Real-Time Analysis of Key XRP Price Levels
Based on Gate’s latest quotes and on-chain liquidation data as of February 12, 2026, XRP has tightened into an extremely narrow trading range:
| Item | Key Level (USD) | Technical/Positioning Significance |
|---|---|---|
| Immediate Support | 1.34 | Densest long liquidation zone; a daily close below this level invalidates the rebound structure |
| Next Defense Line | 1.12 | January 2026 low; a break here puts the Gaussian channel target at the $1.00 psychological level |
| Immediate Resistance | 1.50 | Coincides with the 20 EMA; a litmus test for whether this rebound can become a trend reversal |
| Mid-Term Target | 1.80–1.83 | Supply zone to overcome after breaking $1.50; the 200-day moving average is also nearby |
Gate analysts believe XRP is currently in a "low-liquidity compression zone" between $1.34 and $1.50. Any breakout with volume in either direction could trigger a trend extension of at least 12%–15%. Investors should closely monitor real-time trading volume on Gate’s spot platform—if a rebound fails to push daily average volume back above $150 million, the price structure should still be considered a bearish continuation.

XRP Price analysis, source: TradingView
Medium- to Long-Term Price Forecast (2026–2031)

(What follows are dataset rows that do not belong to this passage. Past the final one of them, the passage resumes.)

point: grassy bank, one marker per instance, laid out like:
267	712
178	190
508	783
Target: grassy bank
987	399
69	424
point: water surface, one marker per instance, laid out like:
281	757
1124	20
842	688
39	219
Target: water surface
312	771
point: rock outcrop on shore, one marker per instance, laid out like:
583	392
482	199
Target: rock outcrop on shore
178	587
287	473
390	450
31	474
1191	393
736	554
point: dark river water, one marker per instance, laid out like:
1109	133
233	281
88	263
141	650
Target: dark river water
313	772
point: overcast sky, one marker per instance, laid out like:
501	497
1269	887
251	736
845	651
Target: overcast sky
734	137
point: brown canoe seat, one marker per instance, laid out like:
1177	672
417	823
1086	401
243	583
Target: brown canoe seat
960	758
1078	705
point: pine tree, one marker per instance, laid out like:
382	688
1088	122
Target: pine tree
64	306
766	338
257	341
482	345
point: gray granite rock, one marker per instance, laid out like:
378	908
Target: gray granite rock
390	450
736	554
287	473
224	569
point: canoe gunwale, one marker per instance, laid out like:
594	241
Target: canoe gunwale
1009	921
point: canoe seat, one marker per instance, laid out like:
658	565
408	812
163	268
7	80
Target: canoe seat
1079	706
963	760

Any short-term analysis must be anchored in the context of long-term value ranges. Gate’s research team, drawing on on-chain cost distribution, cyclical volatility, and institutional inflow models, offers the following quantitative framework:
| Year | Lowest Price (USD) | Highest Price (USD) | Average Price (USD) | Change from Current |
|---|---|---|---|---|
| 2026 | 0.7298 | 1.96 | 1.37 | — |
| 2027 | 0.9871 | 2.17 | 1.67 | +21.00% |
| 2028 | 1.78 | 2.30 | 1.92 | +39.00% |
| 2029 | 1.50 | 2.96 | 2.11 | +53.00% |
| 2030 | 2.15 | 3.47 | 2.53 | +84.00% |
| 2031 | 2.91 | 4.15 | 3.00 | +118.00% |
It’s important to note that these projections are based on the assumption of continued spot ETF inflows and a gradual increase in institutional allocations. To date, cumulative net inflows into spot XRP ETFs have reached $1.23 billion, with assets under management at approximately $1.01 billion. A major bank has also disclosed an XRP ETF position of $153 million. While such structural capital cannot prevent short-term panic selling, it does provide a much stronger price floor than in 2018 or 2022.
Conclusion: Rebound Structure Intact, But Confirmation Still Pending
XRP now faces a rare "multi-layered contradiction":
- Technicals: Momentum indicators are improving, with marginally decreasing selling pressure.
- On-chain: Exchange net outflows have collapsed, long-term capital is on pause.
- Derivatives: Crowded short-term longs, dominant medium-term shorts, and weak risk appetite.
As long as XRP holds above $1.34, the technical rebound structure remains intact. However, until spot buying clearly recovers and the daily close stabilizes above $1.50, any upside should be viewed as a correction, not a reversal. Gate will continue to monitor exchange flows and liquidation map dynamics to provide users with first-hand, objective data.